Restos de um Império – a fotografia de Luís de Almeida

“Restos de um Império” foi uma exposição dedicada ao trabalho fotográfico de Luís de Almeida realizada no Espaço Campanhã, no Porto, em abril de 2018. Utilizando o nome de um dos seus projetos fotográficos, a exposição tentou confrontar a sua história de vida com a sua produção visual, mostrando uma seleção de fotografias, imagens e vários documentos que o autor colecionou ou produziu ao longo do tempo. O nosso principal objetivo era evidenciar a dimensão biográfica do encontro do fotógrafo com Moçambique, sublinhando a singularidade do seu percurso: de soldado a colaborador de uma ONG.

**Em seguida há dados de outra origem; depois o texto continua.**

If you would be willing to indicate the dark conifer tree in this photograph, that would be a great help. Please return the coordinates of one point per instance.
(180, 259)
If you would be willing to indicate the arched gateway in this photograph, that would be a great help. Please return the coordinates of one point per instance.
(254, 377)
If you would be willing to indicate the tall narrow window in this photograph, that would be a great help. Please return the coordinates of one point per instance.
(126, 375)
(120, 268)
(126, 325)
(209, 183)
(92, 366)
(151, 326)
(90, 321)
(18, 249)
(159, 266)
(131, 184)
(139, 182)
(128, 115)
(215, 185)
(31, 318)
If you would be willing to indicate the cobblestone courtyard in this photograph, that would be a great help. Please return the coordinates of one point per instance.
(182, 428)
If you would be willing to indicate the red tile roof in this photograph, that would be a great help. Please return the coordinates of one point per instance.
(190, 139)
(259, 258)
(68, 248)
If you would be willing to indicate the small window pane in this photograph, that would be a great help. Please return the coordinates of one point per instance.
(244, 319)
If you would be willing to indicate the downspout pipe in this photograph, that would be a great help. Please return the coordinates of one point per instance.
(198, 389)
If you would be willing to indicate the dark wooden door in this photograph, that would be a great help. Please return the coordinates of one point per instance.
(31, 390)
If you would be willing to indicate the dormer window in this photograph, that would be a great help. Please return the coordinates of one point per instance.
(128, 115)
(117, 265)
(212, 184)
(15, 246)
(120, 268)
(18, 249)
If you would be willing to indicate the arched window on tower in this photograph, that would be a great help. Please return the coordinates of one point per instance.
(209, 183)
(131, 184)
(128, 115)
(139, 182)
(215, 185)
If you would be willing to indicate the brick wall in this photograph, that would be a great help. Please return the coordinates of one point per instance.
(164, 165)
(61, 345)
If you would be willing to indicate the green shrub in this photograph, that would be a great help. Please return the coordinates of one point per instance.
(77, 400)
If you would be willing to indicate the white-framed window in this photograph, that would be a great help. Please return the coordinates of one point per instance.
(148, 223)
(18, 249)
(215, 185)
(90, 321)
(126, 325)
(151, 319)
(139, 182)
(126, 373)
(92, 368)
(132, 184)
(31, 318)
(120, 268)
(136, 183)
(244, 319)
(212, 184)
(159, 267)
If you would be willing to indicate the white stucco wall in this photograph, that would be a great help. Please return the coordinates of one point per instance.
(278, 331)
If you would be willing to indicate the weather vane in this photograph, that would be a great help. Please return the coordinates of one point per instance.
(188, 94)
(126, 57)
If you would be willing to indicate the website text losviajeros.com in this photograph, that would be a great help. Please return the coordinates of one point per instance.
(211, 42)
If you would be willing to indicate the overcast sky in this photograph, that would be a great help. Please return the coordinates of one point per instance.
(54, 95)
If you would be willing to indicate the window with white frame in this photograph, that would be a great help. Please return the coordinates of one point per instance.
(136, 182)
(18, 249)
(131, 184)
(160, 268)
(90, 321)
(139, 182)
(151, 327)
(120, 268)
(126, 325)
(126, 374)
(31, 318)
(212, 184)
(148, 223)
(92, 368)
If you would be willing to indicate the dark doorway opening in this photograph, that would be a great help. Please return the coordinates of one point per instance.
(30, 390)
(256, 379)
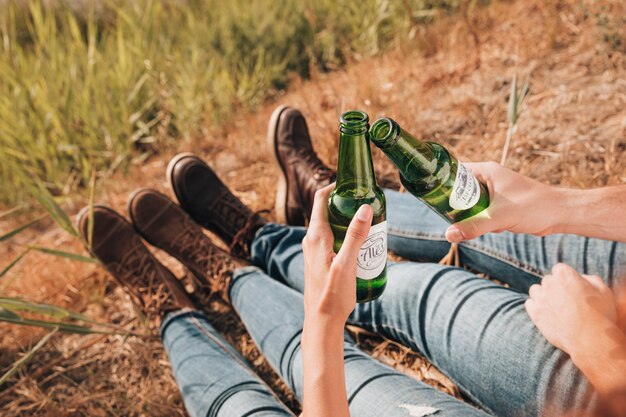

Luís de Almeida nasceu em 1952 em Viseu. Foi recrutado pelos militares portugueses em 1973 e enviado para Moçambique, onde lutou como soldado na guerra colonial que levaria à independência de várias antigas colónias portugueses em África. Nesse momento, estabeleceu uma relação próxima com o país e o seu povo, que foi mantendo ao longo dos anos, continuando a visitar Moçambique, seja com várias ONGs em missões humanitárias ou simplesmente por conta própria. Durante as suas visitas, reuniu documentos sobre a história colonial e pós-colonial do país e desenvolveu projetos fotográficos que refletem as suas formas de se relacionar com o território.

A ideia de realizar uma exposição da vida e obra de Luís de Almeida prendeu-se com duas questões principais: em primeiro lugar, com a qualidade estética das suas fotografias, e pela vontade elementar de divulgar o seu trabalho. A segunda prende-se com a singularidade do seu percurso de vida. Acreditamos que as especificidades inerentes à sua biografia podem contribuir para pensar e complexificar o debate em torno da experiência colonial. De facto, consideramos que este debate é frequentemente realizado maioritariamente numa dimensão teórica, excluindo as experiências concretas daqueles que estiveram diretamente envolvidos no conflito.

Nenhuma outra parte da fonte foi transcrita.